Even though it will be much more work to find the appropriate number of adult table leaders, write some discussion questions around our lessons etc. there really is a TON of potential with the tables. Our program instantly felt smaller, more relational, more 'visitor friendly' and it gave way more ownership to our volunteer leaders. I'm not sure we will make it a permanent fixture in our program, but it does have some promise.

ATTENDANCE: Attendance was a little low...still feels like families are in a holiday hangover of sorts.

FUN FACTOR: The program was super minimal; a game, a fun "Top 10" list and music. We bolstered the program a bit by adding some table interaction. Overall it was a really fun weekend.

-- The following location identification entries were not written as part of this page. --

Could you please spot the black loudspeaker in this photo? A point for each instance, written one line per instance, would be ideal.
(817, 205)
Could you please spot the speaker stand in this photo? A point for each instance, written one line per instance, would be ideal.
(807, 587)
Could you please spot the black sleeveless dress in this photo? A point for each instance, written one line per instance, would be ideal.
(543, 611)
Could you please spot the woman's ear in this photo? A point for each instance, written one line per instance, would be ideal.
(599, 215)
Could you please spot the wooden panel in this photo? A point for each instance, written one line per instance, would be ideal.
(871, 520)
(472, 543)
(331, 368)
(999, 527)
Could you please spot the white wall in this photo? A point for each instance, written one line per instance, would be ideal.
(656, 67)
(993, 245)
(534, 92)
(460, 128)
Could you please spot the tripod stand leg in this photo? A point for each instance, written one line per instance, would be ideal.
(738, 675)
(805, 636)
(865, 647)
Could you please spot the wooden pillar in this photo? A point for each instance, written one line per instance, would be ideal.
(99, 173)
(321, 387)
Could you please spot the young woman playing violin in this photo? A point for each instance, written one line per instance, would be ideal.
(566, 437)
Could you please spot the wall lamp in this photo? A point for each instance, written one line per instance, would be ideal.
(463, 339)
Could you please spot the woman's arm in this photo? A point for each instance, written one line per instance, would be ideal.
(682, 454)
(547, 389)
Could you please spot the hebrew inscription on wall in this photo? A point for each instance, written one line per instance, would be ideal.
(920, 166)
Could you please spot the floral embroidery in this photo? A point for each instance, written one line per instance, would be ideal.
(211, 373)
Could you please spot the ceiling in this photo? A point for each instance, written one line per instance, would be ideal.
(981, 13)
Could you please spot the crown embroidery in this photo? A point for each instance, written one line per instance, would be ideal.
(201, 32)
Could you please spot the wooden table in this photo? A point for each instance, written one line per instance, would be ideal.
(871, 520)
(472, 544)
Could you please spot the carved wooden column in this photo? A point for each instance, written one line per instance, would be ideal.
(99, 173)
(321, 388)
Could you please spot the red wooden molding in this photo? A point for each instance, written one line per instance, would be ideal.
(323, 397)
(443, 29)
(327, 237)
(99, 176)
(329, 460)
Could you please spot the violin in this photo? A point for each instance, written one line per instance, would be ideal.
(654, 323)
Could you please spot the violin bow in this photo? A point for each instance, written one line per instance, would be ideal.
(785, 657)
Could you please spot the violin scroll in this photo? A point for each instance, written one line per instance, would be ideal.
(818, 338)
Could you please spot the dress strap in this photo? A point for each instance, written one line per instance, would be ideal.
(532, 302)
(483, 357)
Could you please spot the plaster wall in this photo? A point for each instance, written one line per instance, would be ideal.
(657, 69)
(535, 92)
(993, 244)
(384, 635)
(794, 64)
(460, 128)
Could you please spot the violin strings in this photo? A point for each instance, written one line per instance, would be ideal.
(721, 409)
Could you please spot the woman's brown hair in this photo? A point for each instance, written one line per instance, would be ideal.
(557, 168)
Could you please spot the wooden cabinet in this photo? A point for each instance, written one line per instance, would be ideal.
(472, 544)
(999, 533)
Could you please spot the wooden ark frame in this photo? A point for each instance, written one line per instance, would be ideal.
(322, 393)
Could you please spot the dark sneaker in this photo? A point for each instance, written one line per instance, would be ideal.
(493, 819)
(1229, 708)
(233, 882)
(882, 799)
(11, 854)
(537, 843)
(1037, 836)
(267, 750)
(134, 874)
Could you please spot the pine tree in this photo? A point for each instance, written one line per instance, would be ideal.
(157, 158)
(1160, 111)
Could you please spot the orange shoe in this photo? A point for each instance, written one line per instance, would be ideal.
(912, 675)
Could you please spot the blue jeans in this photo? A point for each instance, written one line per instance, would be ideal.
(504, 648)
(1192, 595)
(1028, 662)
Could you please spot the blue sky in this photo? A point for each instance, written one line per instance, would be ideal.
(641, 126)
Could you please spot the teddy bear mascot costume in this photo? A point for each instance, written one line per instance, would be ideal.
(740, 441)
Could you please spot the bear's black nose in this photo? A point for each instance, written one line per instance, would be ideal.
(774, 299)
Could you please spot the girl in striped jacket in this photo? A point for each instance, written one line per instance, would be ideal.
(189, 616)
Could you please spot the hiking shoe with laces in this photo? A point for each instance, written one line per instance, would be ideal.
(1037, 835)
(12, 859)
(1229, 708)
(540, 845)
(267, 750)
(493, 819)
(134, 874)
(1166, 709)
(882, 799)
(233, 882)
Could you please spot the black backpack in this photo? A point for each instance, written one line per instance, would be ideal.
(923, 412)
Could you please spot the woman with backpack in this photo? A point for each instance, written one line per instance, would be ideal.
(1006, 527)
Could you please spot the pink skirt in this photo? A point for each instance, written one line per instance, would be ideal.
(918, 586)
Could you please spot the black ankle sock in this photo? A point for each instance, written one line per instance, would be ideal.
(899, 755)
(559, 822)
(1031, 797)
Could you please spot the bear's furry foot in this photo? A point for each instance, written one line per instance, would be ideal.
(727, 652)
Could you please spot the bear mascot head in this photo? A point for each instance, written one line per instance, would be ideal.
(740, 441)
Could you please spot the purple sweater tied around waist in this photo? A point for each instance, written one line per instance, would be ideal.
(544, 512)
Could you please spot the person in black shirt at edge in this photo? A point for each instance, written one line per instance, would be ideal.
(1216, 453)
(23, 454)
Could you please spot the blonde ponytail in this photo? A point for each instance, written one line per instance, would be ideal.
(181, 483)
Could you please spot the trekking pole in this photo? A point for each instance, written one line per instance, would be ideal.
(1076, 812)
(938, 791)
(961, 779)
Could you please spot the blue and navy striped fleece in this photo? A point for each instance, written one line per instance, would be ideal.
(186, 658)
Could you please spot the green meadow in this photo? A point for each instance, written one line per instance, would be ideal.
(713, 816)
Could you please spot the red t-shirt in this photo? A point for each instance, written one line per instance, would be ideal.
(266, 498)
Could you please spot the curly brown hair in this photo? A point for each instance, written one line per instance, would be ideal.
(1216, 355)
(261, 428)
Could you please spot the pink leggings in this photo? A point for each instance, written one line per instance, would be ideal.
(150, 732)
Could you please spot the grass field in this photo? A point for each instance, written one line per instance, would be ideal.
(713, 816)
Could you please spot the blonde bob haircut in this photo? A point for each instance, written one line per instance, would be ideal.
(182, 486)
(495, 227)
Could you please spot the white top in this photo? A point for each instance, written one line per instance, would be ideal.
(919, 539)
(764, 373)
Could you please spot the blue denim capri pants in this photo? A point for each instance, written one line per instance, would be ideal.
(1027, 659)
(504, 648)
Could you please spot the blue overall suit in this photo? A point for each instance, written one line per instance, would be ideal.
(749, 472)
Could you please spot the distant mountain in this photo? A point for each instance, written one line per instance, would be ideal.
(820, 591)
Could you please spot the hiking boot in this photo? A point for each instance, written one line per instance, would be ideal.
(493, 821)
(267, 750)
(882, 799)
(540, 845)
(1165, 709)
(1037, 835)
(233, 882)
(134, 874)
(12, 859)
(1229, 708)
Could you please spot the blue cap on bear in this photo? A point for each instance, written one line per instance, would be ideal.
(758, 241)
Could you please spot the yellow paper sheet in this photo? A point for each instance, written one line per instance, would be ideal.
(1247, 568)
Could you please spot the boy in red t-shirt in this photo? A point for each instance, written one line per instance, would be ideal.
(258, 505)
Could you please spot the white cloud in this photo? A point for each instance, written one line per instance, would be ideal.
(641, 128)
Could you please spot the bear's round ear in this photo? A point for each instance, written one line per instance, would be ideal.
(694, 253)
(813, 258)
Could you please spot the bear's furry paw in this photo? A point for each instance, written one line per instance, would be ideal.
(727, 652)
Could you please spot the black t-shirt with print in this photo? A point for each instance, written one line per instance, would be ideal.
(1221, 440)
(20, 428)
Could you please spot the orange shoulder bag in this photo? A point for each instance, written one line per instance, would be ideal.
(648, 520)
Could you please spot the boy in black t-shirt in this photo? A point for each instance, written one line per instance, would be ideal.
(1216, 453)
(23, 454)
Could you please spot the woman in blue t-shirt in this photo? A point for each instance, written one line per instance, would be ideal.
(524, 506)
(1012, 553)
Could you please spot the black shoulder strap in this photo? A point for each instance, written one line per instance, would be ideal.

LESSON: We didn't have a lesson. Instead, we handed out a short survey to get to know our students better which included questions like favorite movie, favorite radio station, how often they come to church, what they would like to learn about, have they ever invited a friend, etc. We also gave them a little New Year's Self Assessment that they filled out for themselves and put in a self-addressed envelope which we will mail back to them in 6 months so they can be reminded of some of the goals they set etc. Next week we will kick off a 3-week series on friendships.

MUSIC: Once a month our band is led entirely by high schoolers. While the quality is usually higher, I never enjoy it as much as when our junior highers lead.

VOLUNTEER INVOLVEMENT: It was really high this week primarily because sitting around tables forced them to be more proactive with students which was cool.


Looking Back

I've never been good at reflecting, and as a result I think I often fail to cherish, to grow, to learn and to thank God for his ongoing work in my life. '08 was a very, very full year in many ways. A few learnings from this year that stick out:

- If you let them, the nature of youth ministry, the expectations of your church and the expectations you put on yourself will overwhelm you. I feel like all three were in full effect this year and, to be honest, I didn't manage any of them the way I would have liked. For the first time in a 20-plus year career I felt "at the end of my rope" more often than not.

- My wife is amazing. I don't talk about her much, she never travels with me and very few people outside our circle of friends and our junior high group would recognize her if they saw her. When we got married seventeen years ago, she was an 18-year old college freshman who really had no idea what she was getting into. She has already spent almost half of her young life playing a vital role in my ministry, cheering me on, loving the people around her and being an incredible mom.

- I have really good friends. My closest circle of friends is an amazing bunch of about 5 people. I gain so much from their friendship and need to work at making sure I enrich them in equal measure.

- My dad was amazing. To be certain, he wasn't "amazing" by most of the world's criteria. He wasn't a "leader", he wasn't "powerful", he wasn't "successful", He didn't own much (in fact, when he passed away a few weeks ago my brother and I literally inherited a laundry basket full of belongings). BUT he loved Jesus more than most people I've met, he loved others relentlessly, and he was in every way the kind of man the world needs more of....even though they don't realize it.

- People matter most. Friends, family, co-workers, casual acquaintances, the strangers that cross my path etc. Making the most of the encounters God allows one to have may be one of life's greatest opportunities.

- I am passionate about ministry to junior highers. I turn 43 in a couple weeks and I have long ago lost count of how many times I've been asked if I want to pursue another area of ministry. My calling to junior high ministry, and my passion for it, remains as strong as it ever has. If God has something else in store for me, I will do it.....but I sure hope he doesn't!